We started heath-drift because we noticed a gap. Most cooking education treats students like recipe-following machines. Do this, add that, set timer for exactly seven minutes. It produces competent dish-makers, but not confident cooks.

The difference matters. A competent dish-maker panics when the recipe calls for an ingredient they don't have. A confident cook understands substitutions, knows which rules bend and which don't, can taste and adjust on instinct.

Our teaching philosophy

We believe cooking is a language, not a script. Once you understand the grammar—how heat works, why salt matters at different stages, what acid does to balance—you stop needing word-for-word instructions.

This means our classes feel different from typical cooking courses. We spend more time on the why than the what. We encourage experimentation. We teach you to trust your senses over rigid timing. We show you how professionals actually cook, which involves far less measuring and far more tasting than recipes suggest.

Who we work with

Our clients range from complete beginners who burn toast to experienced home cooks looking to refine specific techniques. We've taught busy parents, curious retirees, young professionals building independence, and couples seeking creative hobbies.
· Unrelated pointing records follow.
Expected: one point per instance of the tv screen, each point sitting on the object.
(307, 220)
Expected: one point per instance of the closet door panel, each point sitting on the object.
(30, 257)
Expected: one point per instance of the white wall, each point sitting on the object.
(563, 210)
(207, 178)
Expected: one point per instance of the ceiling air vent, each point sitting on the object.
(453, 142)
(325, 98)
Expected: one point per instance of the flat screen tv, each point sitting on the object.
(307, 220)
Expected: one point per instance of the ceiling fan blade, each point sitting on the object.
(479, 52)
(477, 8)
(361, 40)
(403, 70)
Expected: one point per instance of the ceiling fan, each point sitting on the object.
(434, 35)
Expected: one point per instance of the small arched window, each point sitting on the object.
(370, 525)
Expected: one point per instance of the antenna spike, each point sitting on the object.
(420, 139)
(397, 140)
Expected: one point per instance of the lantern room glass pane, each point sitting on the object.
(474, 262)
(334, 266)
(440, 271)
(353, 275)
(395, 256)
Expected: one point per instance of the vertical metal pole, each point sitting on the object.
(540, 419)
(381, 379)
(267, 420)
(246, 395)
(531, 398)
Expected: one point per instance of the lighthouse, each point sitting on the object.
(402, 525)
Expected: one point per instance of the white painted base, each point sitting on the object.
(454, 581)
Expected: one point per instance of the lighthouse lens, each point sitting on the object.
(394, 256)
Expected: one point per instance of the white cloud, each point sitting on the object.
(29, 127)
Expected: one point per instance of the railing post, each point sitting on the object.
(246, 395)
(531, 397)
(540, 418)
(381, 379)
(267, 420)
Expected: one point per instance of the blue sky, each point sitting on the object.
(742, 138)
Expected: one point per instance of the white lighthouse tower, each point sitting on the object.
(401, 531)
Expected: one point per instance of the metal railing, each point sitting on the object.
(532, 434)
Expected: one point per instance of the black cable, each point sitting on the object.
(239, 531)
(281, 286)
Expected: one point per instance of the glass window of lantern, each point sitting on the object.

We also consult with small food businesses on recipe development and standardization, and design culinary team-building experiences for companies that want something more meaningful than another trust-fall exercise.

What makes us different

We're not interested in making you dependent on us. Our goal is to make ourselves obsolete—to teach you well enough that you stop needing instruction. We measure success by the moment you start improvising confidently, not by how long you remain enrolled.

We also don't gatekeep knowledge behind expensive equipment or hard-to-find ingredients. Everything we teach works in a normal home kitchen with supermarket ingredients. Technique matters infinitely more than tools.

Our approach to recipe development

When we develop custom recipes, we focus on reliability and clarity. A recipe should work the first time you try it, in your kitchen, with your equipment. We test extensively, account for common variables, and write instructions that anticipate confusion before it happens.

We also believe recipes should explain themselves. Why rest the dough. Why start with a cold pan. Why this temperature specifically. Understanding the reasoning makes you better at cooking everything else, not just the dish at hand.